My breath flowed in my nostrils, caressing the back of my throat before entering my lungs, the rising of my chest a soft, gentle rising that filled my body with a lukewarm glow. As the motion reaches its crest, it just as quickly falls, and my body relaxes.
I hear the sound of the ceiling fan in the background, a soft, constant hum occasionally precipitated by the distant sounds of my neighbors’ children playing outside the house. A soft suction noise. The inhale. A soft release noise. The exhale.
My thoughts dance around, having slowed down to a slow waltz from the usual samba, as my mind came closer to rest.
‘Relax into the breath.’
‘How do I abide as the presence of awareness?’
‘Ooh, there’s a little bit of tension here.’
‘Nice, that tightness loosened up by itself.‘
‘What is this strange energy-feeling-sensation behind my eyes?’
‘I am aware. I am aware.’
‘It feels so light that I can float.’
‘Am I the content being experienced right now, or am I the one who experiences it?’
‘I’m the open, empty sky of awareness.’
Thoughts glide in and out of focus, each permutation of my mind becoming slower than the last. I am aware of the thoughts as they pop in and out of existence, just like the noises that the children make.
My feet touch the marble floor. Cool on the skin, with a warm vibration-esque sensation complimented by the moving air from the fan above. My bum feels relaxed from sitting on the couch, the pressure of the soft couch underneath pressing into my clothes against my skin, all with the same aliveness that I felt in my hands, torso, and body.
This must be what being a baby feels like.
To have this soft, open, luminous, light body that ‘I’, consciousness, localizes itself in, to perceive the universe with such aliveness. It feels light, highly sensitive, a stark contrast to the heavy, dense aches and pains from previous injuries from before. It feels refreshing, like I had just woken up from a great beauty sleep to a beautiful day. It feels great.
If light could be felt, then the body is felt light, a vibration of such elegance that I can only correlate it with aliveness. Thoughts then, are lighter, more dynamic frequencies that appear in experience, just as sounds are modulations vibrating air molecules.
Nikola Tesla was right; it’s all energy, frequency and vibration.
Sound, thought, sensation all appear and dance in me. ‘I’, the presence of awareness was the container for all these described experiences, for without me they would not be the known object as ‘I am’ the literal subject. Where sleep was the experience of the absence of everything, this meditative state was the experience of being one with, experiencing, and enjoying the body.

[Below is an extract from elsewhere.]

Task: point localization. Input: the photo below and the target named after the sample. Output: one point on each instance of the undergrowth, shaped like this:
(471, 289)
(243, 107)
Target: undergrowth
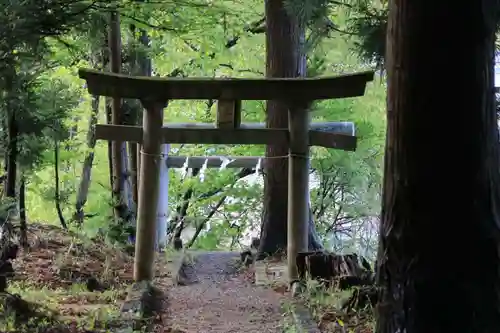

‘This is what it means to be alive.’
An effortless letting go. A relaxation. A marvelous experience. A truly beautiful moment.
All it takes is slowing down and being aware of the body. The mind will keep chattering, but that is its function, all you have to do is to just observe it, and if the mind makes observations of the observing, be aware of that, too. There is no need to do anything here, no need to engage with that, all that is needed is for you to be aware.
Being aware is effortless, and that’s all you have to do.
Damn, babies have it good, but so too can you.